Newcastle University, Geography Personal Statement

Geography, Newcastle University

The immense size and complexity of the world has always fascinated me. As such, I have developed a deep appreciation of the rich interactions between the human and physical realms when studying Geography. To supplement my curiosity, I read National Geographic and enjoy publications of widely acclaimed scientists such as Dr Iain Stewart and Richard Dawkins.

The knowledge and understanding I gain from wider reading has allowed me to develop a synoptic understanding of Geography. Recently I explored the causes, effects and management of Hurricane Katrina. I was amazed at how the sheer force of physical geography and the intricacies of human geography combined to result in such long lasting and devastating impacts on a multitude of scales. I was inspired to complete my EPQ on the disaster. I intend to explore the causes and the effects of this tragedy enabling me to expand on my research literacy and time management skills, to prepare me for university.

Sociology has provided the opportunity for me to carefully cross-reference my learning through other subjects. Assessing different perspectives on the causes of societal issues and the political solutions required allows previously accepted models to be evaluated and improved over time. I relate this to my studies in Geography, where I am able to understand the reasons behind government actions and how these may impact society and the environment, both spatially and temporally.

Chemistry has allowed me to understand the interactions between particles on a micro-scale and how they behave in dissimilar environments. Being able to appreciate how the latter arises with due regard as to why these changes occur has furthered my analytical skills. I now have a detailed comprehension of how seemingly small changes can lead to greater consequences. Topics such as ‘Chemistry of the Air’ provided deep insight to climate change and how the government are attempting to find alternative resources to minimise an ever-increasing problem.
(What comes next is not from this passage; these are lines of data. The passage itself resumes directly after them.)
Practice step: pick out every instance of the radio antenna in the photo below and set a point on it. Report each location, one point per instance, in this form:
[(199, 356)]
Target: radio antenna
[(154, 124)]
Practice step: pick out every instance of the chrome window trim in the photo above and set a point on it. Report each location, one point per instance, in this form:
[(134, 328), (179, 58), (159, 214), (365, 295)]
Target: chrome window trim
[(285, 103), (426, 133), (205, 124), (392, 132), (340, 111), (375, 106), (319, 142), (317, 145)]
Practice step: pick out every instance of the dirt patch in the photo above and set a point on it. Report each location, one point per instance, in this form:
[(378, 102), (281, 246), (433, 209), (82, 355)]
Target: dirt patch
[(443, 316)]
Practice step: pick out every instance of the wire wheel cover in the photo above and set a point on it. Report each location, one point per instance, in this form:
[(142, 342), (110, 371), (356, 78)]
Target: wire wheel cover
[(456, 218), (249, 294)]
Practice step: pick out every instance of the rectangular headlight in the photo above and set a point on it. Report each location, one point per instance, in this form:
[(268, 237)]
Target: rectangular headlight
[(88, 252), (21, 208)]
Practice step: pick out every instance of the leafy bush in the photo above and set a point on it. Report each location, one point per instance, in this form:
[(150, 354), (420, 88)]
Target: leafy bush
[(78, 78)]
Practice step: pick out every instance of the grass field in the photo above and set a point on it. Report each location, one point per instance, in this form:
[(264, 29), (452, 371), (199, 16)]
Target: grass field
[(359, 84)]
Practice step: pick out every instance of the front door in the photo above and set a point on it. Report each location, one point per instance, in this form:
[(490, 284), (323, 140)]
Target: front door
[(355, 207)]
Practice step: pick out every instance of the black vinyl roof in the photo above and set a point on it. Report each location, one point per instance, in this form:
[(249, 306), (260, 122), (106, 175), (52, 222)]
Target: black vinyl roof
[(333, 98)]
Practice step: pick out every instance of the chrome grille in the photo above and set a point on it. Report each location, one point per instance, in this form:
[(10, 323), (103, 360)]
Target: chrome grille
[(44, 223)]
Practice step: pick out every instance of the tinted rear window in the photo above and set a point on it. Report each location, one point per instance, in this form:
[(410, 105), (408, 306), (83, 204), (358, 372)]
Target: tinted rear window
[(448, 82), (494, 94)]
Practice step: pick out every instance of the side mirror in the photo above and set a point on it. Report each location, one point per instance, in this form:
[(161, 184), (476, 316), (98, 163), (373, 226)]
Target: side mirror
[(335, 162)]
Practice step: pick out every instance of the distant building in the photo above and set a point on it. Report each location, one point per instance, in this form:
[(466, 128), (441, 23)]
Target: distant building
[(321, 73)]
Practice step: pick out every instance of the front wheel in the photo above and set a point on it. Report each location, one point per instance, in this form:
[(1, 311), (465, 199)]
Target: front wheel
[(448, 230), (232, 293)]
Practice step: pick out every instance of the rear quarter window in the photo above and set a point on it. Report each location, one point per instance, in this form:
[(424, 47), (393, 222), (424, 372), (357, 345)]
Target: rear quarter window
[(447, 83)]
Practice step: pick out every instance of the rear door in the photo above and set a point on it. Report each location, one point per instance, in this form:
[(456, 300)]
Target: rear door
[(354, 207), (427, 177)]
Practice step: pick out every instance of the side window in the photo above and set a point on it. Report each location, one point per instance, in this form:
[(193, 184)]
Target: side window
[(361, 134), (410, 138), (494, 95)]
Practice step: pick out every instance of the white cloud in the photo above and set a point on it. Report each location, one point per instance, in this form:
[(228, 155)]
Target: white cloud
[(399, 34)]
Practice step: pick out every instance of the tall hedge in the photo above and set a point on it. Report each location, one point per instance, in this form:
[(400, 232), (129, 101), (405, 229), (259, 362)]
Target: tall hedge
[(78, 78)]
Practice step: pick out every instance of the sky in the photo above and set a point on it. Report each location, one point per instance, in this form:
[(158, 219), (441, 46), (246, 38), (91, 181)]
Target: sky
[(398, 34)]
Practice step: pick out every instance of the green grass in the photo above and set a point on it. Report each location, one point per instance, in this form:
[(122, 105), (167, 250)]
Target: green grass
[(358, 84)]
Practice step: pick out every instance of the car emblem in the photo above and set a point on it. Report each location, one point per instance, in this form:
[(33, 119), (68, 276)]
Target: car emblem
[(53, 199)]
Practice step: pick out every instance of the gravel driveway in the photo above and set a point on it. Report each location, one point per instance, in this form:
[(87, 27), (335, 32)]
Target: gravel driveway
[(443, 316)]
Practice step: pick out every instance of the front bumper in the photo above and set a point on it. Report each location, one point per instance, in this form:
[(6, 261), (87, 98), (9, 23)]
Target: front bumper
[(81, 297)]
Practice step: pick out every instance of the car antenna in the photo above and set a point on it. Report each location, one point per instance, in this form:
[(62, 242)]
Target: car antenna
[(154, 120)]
In summer 2013, I was selected for the Sutton Trust Summer School at Durham University, with a Geography focus. I developed a range of skills in peer collaboration and discussion whilst being challenged by exciting new material. The river exploration completed during the course provided a contrasting experience to my research completed previously along the river Grwyne Fawr, Wales. The latter experience developed my use of specialist equipment and data collection using technology in a higher risk physical environment. My exploration of the River Tee’s, Durham allowed for a first-hand view of the social benefits of a river. Combined, these fieldwork opportunities enriched my prior understanding of both human and physical geography in two physically similar, yet humanly different environments.

I have completed a two-week placement with Skanska: a multinational construction and development company. Working on the Cross-Rail Paddington Station Project allowed me to understand the associated environmental concerns and the precautions required to preserve the local area. Completing a variety of tasks within strict time frames enhanced my time management and self-discipline. It made clear to my manager that I have the potential to develop new abilities, as well as building on my communication skills and maturity. Geography is relevant to everybody.

Arriving at a shared understanding of the world is vital if we are to develop effective environmental sustainability to cater for the increasing population. New disciplines and applications of GIS and remote sensing have recently proliferated; both of which capture my attention. To be a part of this fast paced, ever-evolving subject is the driving force behind my enthusiasm for it.

A degree in Geography will allow me to explore beyond the confines of textbooks and gain a practical experience in understanding physical processes and developing deeper appreciations of contemporary issues.